Innovative partnerships with business and civil society have become a common phenomenon at the United Nations in recent years. A range of UN entities across the system now collaborate with the private sector in various capacities. The Global Compact Office is working to strengthen the UN system in its efforts to engage business - including by convening annual UN System Private Sector Focal Points Meetings and the publication of The UN-Business Focal Point, a quarterly e-newsletter designed to enhance communication and collaboration among UN staff working with business.
The Global Compact also contributes to the development of UN policies and practices in the area of business partnerships by developing the Secretary-General's Reports to the General Assembly under the item "Towards Global Partnerships".
Finally, the Global Compact supports the work of the UN in its efforts to internalise the ten principles into the Organization's operations. The positive contribution of responsible business practices to society is now widely recognized and the Global Compact Office will continue to explore ways and means to enhance UN/Business partnerships across the Organization.
A quarterly e-newsletter designed to enhance communication and collaboration among UN staff working with the private sector. The UN-Business Focal Point promotes sharing of best practices and lessons on partnership activities across the UN system. It is produced by the Global Public Policy Institute (GPPi) in collaboration with the United Nations Global Compact Office.
The UN-Business partnership gateway was designed to support and facilitate collaboration between the United Nations and the private sector. The site provides a wealth of inspiration/information and a useful matching function designed to better link UN needs with the resources of businesses around the world. Companies and UN organizations alike can use the site to describe their partnership interests and begin the partnership exploration process.
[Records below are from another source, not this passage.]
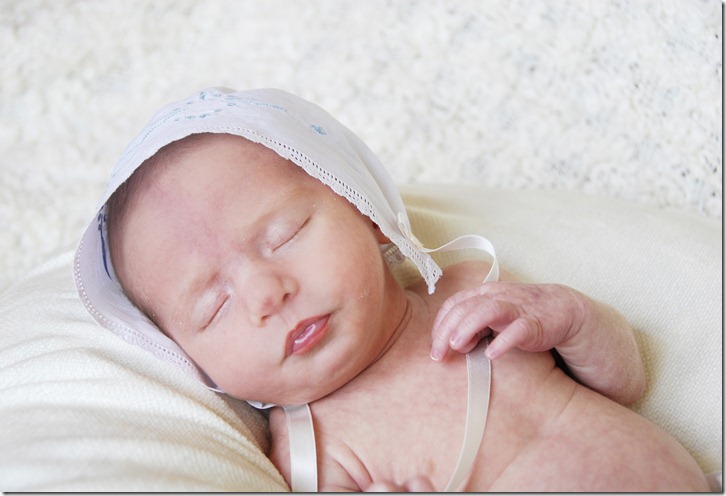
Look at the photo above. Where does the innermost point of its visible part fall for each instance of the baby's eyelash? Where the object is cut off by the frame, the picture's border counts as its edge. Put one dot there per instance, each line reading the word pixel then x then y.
pixel 214 316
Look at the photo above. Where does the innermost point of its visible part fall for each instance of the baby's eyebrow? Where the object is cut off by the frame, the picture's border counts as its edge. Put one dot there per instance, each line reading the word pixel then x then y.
pixel 192 299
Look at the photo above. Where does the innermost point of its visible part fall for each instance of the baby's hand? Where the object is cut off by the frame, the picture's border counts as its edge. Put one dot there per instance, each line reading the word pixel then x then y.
pixel 418 484
pixel 531 317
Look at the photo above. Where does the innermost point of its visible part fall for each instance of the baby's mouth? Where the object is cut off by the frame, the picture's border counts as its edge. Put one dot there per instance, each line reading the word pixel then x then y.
pixel 306 335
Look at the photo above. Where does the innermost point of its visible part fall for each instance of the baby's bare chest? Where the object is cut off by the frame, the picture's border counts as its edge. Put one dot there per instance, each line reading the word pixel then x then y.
pixel 408 417
pixel 397 421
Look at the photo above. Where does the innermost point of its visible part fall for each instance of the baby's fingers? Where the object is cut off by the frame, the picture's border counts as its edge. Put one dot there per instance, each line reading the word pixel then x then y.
pixel 524 333
pixel 417 484
pixel 469 320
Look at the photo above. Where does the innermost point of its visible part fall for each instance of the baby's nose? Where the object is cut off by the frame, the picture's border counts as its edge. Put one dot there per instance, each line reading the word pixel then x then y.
pixel 267 292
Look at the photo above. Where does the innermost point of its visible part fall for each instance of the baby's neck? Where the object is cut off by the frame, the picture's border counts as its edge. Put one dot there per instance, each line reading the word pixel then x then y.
pixel 414 318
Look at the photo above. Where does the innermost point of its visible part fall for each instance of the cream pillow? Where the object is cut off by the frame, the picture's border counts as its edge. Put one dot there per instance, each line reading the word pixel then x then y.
pixel 662 269
pixel 82 410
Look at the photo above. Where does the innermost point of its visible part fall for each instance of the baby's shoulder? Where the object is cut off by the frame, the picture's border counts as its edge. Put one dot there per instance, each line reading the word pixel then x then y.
pixel 463 275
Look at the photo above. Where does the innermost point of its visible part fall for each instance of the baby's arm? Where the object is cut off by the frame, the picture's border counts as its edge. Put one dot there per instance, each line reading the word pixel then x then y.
pixel 594 340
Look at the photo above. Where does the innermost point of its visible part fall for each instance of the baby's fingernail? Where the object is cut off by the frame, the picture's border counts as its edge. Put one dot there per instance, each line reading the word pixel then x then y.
pixel 437 354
The Secretary-General convenes the Private Sector Forum on an annual basis on the occasion of the General Assembly debate so the voice of the private sector can contribute to inter-governmental negotiations on key topic areas. As the primary UN platform for business leaders and public policy makers, the Forum was designed to inspire further individual and collective commitments by business.
Many UN organisations have personnel that facilitate effective collaboration between their office and the private sector. These individuals are referred to as UN Private Sector Focal Points. Private Sector Focal Points collaborate across the UN system to share information and experiences, they coordinate joint activities and work to avoid duplication of efforts.
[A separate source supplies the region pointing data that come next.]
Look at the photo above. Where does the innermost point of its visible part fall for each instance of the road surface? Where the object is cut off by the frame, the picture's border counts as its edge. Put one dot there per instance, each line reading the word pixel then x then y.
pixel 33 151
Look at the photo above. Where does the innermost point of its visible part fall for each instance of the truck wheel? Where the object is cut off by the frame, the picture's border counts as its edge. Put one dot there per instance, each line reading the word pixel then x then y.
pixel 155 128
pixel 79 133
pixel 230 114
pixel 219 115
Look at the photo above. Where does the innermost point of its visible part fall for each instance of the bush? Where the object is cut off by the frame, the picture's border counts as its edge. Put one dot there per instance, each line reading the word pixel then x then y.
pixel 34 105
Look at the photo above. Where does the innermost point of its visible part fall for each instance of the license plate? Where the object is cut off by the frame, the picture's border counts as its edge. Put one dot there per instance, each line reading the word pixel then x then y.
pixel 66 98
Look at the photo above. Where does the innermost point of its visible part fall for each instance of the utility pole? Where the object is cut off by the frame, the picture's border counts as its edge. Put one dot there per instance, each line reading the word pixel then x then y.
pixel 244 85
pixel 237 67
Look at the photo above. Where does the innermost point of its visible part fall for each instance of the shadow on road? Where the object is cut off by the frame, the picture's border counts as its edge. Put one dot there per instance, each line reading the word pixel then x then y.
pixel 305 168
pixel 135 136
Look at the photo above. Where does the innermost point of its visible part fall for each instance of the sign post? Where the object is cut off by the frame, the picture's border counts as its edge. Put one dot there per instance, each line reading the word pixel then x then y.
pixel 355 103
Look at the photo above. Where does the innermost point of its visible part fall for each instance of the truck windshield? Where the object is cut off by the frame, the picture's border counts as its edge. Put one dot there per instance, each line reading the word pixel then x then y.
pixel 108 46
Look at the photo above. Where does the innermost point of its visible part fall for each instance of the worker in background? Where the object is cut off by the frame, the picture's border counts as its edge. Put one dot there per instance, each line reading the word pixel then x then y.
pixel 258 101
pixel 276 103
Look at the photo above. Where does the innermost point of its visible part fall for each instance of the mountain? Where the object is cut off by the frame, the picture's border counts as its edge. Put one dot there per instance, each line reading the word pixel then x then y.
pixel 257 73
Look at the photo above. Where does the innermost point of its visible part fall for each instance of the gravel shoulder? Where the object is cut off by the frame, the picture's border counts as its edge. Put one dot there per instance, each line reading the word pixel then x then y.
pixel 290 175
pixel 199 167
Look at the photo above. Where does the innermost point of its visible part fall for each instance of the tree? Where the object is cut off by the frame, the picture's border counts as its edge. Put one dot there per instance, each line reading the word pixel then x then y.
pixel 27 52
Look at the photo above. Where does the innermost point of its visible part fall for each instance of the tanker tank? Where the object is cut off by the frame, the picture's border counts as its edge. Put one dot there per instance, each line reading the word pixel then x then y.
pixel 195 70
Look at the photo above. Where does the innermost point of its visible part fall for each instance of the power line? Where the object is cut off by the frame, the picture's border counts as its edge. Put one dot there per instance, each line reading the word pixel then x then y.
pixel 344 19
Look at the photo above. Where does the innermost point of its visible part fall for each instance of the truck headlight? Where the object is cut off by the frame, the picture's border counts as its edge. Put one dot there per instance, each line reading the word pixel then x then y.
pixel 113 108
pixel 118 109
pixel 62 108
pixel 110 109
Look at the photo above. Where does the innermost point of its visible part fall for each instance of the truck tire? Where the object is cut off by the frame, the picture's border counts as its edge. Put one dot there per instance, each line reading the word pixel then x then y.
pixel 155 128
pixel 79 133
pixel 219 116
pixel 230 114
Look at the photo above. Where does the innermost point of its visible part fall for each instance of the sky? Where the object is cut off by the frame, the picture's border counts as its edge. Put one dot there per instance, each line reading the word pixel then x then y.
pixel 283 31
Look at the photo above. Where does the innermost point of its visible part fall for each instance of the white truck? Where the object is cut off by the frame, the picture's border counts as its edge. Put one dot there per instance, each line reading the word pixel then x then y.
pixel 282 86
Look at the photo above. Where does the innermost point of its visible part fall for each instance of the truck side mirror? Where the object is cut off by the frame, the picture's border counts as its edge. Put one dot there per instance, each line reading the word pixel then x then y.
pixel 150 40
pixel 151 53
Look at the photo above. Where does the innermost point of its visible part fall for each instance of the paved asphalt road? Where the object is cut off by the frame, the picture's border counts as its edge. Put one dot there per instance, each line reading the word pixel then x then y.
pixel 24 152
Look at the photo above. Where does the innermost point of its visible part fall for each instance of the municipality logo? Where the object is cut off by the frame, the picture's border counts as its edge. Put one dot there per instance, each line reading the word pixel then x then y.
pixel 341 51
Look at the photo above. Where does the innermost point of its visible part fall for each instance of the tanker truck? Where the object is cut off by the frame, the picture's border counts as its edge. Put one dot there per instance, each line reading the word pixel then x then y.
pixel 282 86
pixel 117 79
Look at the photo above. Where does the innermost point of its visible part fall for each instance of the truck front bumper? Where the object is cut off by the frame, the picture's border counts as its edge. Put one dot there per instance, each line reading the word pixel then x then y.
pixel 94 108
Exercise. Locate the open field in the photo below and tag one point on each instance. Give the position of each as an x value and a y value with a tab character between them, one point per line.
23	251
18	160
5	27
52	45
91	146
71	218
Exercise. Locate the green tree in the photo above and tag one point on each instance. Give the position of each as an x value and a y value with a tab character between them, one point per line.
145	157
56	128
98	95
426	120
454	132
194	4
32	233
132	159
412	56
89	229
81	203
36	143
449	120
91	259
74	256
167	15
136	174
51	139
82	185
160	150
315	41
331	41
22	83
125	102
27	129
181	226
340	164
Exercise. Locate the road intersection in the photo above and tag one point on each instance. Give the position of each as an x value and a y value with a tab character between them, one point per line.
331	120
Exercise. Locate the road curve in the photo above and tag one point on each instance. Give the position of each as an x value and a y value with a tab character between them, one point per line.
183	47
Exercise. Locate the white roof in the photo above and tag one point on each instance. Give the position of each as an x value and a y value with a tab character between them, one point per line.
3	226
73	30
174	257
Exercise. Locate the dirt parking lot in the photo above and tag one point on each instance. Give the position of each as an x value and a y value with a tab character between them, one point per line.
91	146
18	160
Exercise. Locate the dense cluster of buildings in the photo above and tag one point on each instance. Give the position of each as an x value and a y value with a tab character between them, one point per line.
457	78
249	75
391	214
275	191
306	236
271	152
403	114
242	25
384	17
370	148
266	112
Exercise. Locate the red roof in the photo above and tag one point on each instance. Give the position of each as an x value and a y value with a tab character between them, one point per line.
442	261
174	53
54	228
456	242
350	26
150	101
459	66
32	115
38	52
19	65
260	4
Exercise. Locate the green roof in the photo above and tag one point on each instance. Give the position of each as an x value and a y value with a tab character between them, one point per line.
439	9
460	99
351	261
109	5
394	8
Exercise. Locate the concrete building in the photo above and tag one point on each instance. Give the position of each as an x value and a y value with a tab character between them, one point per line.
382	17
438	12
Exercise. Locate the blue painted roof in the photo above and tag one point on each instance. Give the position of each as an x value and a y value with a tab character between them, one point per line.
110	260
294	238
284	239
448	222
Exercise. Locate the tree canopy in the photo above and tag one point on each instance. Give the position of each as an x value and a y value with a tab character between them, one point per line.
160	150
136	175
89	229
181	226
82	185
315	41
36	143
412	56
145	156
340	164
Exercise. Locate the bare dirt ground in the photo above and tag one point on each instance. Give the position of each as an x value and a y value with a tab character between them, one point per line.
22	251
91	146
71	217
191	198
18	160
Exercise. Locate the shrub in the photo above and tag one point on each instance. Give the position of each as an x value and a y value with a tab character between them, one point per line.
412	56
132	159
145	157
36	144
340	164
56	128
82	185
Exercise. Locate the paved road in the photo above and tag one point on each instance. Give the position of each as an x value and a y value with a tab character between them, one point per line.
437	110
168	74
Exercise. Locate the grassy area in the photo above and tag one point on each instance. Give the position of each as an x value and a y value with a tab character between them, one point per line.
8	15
Since 2000, the Global Compact Office has been the functional entity within the UN Secretariat responsible for developing the Secretary-General's report under the item "Towards Global Partnerships". It focuses on ways of enhancing cooperation between the UN and all relevant partners, in particular, the private sector. Taking stock of current, system-wide efforts to enhance private-sector cooperation, the report – reviewed biennially – concludes that the UN is “well-positioned to bring private sector engagement to the next level and significantly enhance its contribution to the goals of the Organization”.
As an important component of the Secretary-General’s efforts to modernise the United Nations, the Guidelines are intended to help UN staff develop more effective partnerships between the UN and the business sector while ensuring the integrity and independence of the United Nations. The purpose of these guidelines is to facilitate the formulation and implementation of partnerships between the United Nations and the Business Sector in a manner that ensures the integrity and independence of the UN. The Guidelines are intended to serve as a common framework for all organizations of the UN system as a basis for their collaborative efforts with the Business Sector. All are encouraged to adopt the Guidelines in accordance with necessary internal processes.